19 Julho 2021
Quando criança, o Santo Padre foi cinéfilo, viu todos os filmes com Anna Magnani e Aldo Fabrizi. Pelo prazer da tela ou, quem sabe, talvez por nostalgia da Itália. Ele gostou muito de “Roma, cidade aberta”, porque o fez entender a grande tragédia da guerra. O seu filme preferido continua sendo “A estrada da vida”, de Federico Fellini, pela sua inspiração evangélica. E ele aprecia ainda hoje o cinema neorrealista como uma “escola de humanismo”, como uma “catequese de humanidade”.
O comentário é de Aldo Grasso, publicado em Corriere della Sera, 18-07-2021. A tradução é de Moisés Sbardelotto.
Na Itália que emergiu da guerra, sentia-se a necessidade de um renascimento político e social. Cineastas e diretores queriam ser os artífices dessa renovação. Propuseram um cinema que escavava a realidade do presente e do passado mais recente, trazendo à tona histórias, temas e personagens daquele mundo sobre o qual era preciso agir: o cinema neorrealista caracterizou-se imediatamente pelo seu forte compromisso social.
E podemos imaginar o efeito daqueles filmes para quem havia emigrado para o exterior, para fugir da ditadura ou da miséria. Ainda hoje, é difícil de explicar o que foi o cinema neorrealista, criatura polimórfica. Foi uma agregação de fenômenos heterogêneos? O nome de uma batalha? Uma ética da estética? Uma mistura de ideologia e poética? Uma coincidência? Um passeio entre as nuvens ou uma obsessão?
Alguns filmes daquele período continuam sendo extraordinários porque são fruto de um artifício de uma destinação incerta e ironicamente fatal. Eles parecem feitos magicamente por uma única pessoa. Aparentemente claros e determinados, de feliz transparência, são transitáveis em diferentes direções, inesgotáveis e insensatas (que ideia, transformar uma bicicleta em uma máquina narrativa!). É precisamente a sua “ambiguidade” linguística que os torna duradouros.

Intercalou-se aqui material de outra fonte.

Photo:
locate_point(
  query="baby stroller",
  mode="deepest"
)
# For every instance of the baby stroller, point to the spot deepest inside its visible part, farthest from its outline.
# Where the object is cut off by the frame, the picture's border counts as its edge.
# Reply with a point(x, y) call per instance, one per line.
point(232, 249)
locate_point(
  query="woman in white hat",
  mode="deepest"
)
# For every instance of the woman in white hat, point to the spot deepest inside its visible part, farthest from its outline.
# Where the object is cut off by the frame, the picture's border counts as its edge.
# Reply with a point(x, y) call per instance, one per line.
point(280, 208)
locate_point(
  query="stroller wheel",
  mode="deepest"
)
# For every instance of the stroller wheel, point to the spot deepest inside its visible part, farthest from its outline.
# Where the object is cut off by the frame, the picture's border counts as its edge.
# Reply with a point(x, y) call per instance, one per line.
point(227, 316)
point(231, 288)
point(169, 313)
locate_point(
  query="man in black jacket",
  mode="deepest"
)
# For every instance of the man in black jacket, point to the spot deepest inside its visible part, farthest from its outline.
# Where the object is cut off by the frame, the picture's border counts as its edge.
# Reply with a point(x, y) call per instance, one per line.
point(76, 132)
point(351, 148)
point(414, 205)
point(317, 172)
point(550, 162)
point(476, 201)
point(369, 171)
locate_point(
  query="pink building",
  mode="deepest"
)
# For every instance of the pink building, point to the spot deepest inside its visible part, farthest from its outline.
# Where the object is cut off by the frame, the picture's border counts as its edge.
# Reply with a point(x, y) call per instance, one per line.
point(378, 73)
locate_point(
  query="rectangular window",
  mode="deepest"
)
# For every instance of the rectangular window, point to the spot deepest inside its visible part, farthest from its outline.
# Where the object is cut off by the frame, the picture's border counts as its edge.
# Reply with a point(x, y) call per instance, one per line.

Para o Santo Padre, o neorrealismo é uma educação ao olhar e, a esse respeito, cita Simone Weil, que dedicou ao tema reflexões de intensa espiritualidade. Em “Espera de Deus”, ela escreve: “Uma das verdades fundamentais do cristianismo, hoje ignorada por todos, é que o olhar é o que salva”. Bastaria hoje redescobrir um pouco da coragem com que Simone Weil se concentrava em um fino feixe de palavras (Amor, Bem, Fé, Beleza, Necessidade, Limite, Sacrifício...), para restituir a elas a sua força incendiária. Muitas páginas dos escritos de Simone Weil são fogo que queima para que os nossos olhos possam ver melhor, em profundidade.
O curioso é que Roberto Rossellini se inspirou justamente na figura de Simone Weil para delinear a personagem de Irene, de “Europa 51”: não basta se deter no visível, que está diante dos olhos, é preciso, a todo o custo, buscar o invisível, que está atrás dos olhos.